— Что жъ мнѣ дѣлать? задумчиво произнесъ Гэй:- я не могу допустить, чтобы истый англичанинъ могъ глумиться надъ королемъ Карломъ. Онъ и безъ того слишкомъ много страдалъ отъ клеветы и насмѣшекъ, сердце у него было нѣжное, раскаяніе искреннее. Стыдно бросать въ его память камнями. Какъ горячо можно было его любить! произнесъ Гэй въ волненіи, какъ бы про себя. — Мягкій, кроткій въ эпоху варварскихъ нравовъ, истинный рыцарь въ отношеніи къ женщинѣ; почти святой по своему благочестію…. Боже! какое счастіе было сражаться за него!
— Да, — сказалъ Чарльзъ, — вы бы не задумавшись пошли бы за него сражаться. Воображаю васъ на Делоренѣ, во главѣ пѣхоты принца Руперта.
— Что я толкую? какъ бы очнувшись, произнесъ Гэй и самъ покраснѣлъ. — Я совсѣмъ забылся, извините; я, кажется, замечтался какъ у себя дома, катаясь на лодкѣ. Смѣйтесь надо мной завтра сколько хотите, а теперь, прощайте! И онъ ушелъ.
— Смотрите, цѣлую рапсодію сочинилъ! думалъ про себя Чарльзъ. — Какъ это я не засмѣялся? Увлекъ онъ меня, просто! Какой мечтатель, а въдь какъ естественно у него все это выходитъ! Куда мнѣ его дразнить, онъ преоригинальная личность. Живой человѣкъ, по крайней мѣрѣ, не то, что другіе.
Онътговорилъ правду: Гэй оживлялъ всѣхъ и все въ домѣ. Мистеръ Эдмонстонъ предложилъ ему какъ то идти съ нимъ на охоту; Гэй чуть не прыгалъ отъ восторга.
День охоты насталъ; онъ одѣлся за полчаса до срока и бѣгалъ по передней, тихонько посвистывая и разсказывая всѣмъ и каждому, что онъ наканунѣ занимался лишній часъ, а сегодня всталъ чуть свѣтъ и приготовилъ всѣ уроки до завтрака.

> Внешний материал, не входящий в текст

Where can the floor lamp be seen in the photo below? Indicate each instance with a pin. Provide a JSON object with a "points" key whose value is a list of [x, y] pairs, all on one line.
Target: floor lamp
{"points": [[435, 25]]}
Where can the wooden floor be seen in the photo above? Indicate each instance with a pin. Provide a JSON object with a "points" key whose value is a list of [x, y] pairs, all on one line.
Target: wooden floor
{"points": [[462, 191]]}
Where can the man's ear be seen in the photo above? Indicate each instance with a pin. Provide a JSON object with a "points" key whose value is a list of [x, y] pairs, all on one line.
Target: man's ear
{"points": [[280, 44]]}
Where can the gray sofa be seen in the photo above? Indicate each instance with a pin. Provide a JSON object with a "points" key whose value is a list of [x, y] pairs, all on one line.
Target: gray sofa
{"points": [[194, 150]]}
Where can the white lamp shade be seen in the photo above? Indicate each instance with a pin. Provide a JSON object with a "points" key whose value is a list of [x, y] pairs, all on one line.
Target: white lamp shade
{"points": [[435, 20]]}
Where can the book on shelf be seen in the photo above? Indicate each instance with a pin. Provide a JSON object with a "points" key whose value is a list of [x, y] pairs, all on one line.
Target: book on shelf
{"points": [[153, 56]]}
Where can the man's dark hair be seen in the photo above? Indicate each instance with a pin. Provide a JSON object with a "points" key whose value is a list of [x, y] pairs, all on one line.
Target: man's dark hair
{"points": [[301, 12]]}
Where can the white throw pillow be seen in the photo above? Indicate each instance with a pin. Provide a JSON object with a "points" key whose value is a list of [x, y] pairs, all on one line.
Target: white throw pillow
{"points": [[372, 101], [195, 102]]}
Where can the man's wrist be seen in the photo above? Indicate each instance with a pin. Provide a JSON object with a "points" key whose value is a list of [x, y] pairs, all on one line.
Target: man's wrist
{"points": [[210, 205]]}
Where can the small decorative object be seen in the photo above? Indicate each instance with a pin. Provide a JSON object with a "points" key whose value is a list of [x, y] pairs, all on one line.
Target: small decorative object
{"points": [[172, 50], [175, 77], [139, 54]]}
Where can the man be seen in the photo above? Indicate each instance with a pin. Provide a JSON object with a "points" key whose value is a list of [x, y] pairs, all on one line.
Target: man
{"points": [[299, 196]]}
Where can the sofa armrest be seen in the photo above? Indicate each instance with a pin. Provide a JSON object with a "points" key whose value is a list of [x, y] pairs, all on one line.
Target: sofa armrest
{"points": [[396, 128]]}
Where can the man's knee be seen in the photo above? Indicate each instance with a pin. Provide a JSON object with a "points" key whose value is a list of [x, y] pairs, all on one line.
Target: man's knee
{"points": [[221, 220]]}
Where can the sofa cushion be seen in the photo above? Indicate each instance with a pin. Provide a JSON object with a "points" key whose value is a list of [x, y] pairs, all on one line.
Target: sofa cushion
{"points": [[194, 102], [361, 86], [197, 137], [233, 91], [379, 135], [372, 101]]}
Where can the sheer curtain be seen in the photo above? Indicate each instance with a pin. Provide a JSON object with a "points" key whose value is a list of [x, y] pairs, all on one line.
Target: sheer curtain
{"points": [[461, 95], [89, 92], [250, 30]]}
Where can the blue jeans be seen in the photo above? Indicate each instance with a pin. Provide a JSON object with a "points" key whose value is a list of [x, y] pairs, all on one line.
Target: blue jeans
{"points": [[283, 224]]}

Лора невольно сознавалась, что Филиппъ правъ, не смотря на свои 17-ть лѣтъ, Гэй былъ сущимъ ребенкомъ. Онъ не умѣлъ даже ждать, а бѣгалъ по комнатѣ, загнувъ голову какъ-то назадъ и вслушиваясь, нейдеть ли кто.
Вечеромъ, послѣ охоты, онъ еще болѣе волновался, чѣмъ утромъ; описаніямъ его впечатлѣній не было конца. Разсказы Гэя объ охотѣ были полны поэзіи и интереса. Мистеръ Эдмонстонъ часто повторялъ это удовольствіе; гордился молодымъ охотникомъ и его искусною ѣздою. Тайно вздыхая о невозможности имѣть своего первенца Чарльза, товарищемъ, онъ поощрялъ гораздо болѣе охотничьи подвиги Гэя, чѣмъ его уроки.
Рэдклифскій грумъ Уильямъ Робинзонъ, хотя и гордился своимъ бариномъ не менѣе мистера Эдмонстона, но принужденъ былъ доложить ему, что Делорена невозможно сѣдлать четыре дня въ недѣлю. Вслѣдствіе чего Гэй пошелъ пѣшкомъ на урокъ, а грумъ оскорбился за честь владѣтеля Рэдклифа и объявилъ въ первый охотничій день, что конь боленъ.
Мистеръ Эдмонстонъ понялъ намекъ, что Гэю нужна другая лошадь.
Филиппъ высмотрѣлъ подходящаго коня; его освидѣтельствовали цѣлымъ семейнымъ комитетомъ въ присутствіи Уильяма, какъ спеціалиста по лошадиной части, и остались вполнѣ довольны.
Для окончательнаго рѣшенія вопроса, Филиппъ пріѣхалъ обѣдать въ Гольуэль. Гэй былъ очень оживленъ за столомъ, а послѣ обѣда онъ, Филиппъ и мистриссъ Эдмонстонъ чуть не усыпили Чарльза своими толками о лошадяхъ. Хозяйка дома ушла отъ нихъ читать, а двѣ старшія барышни начали между собой оживленный разговоръ шепотомъ.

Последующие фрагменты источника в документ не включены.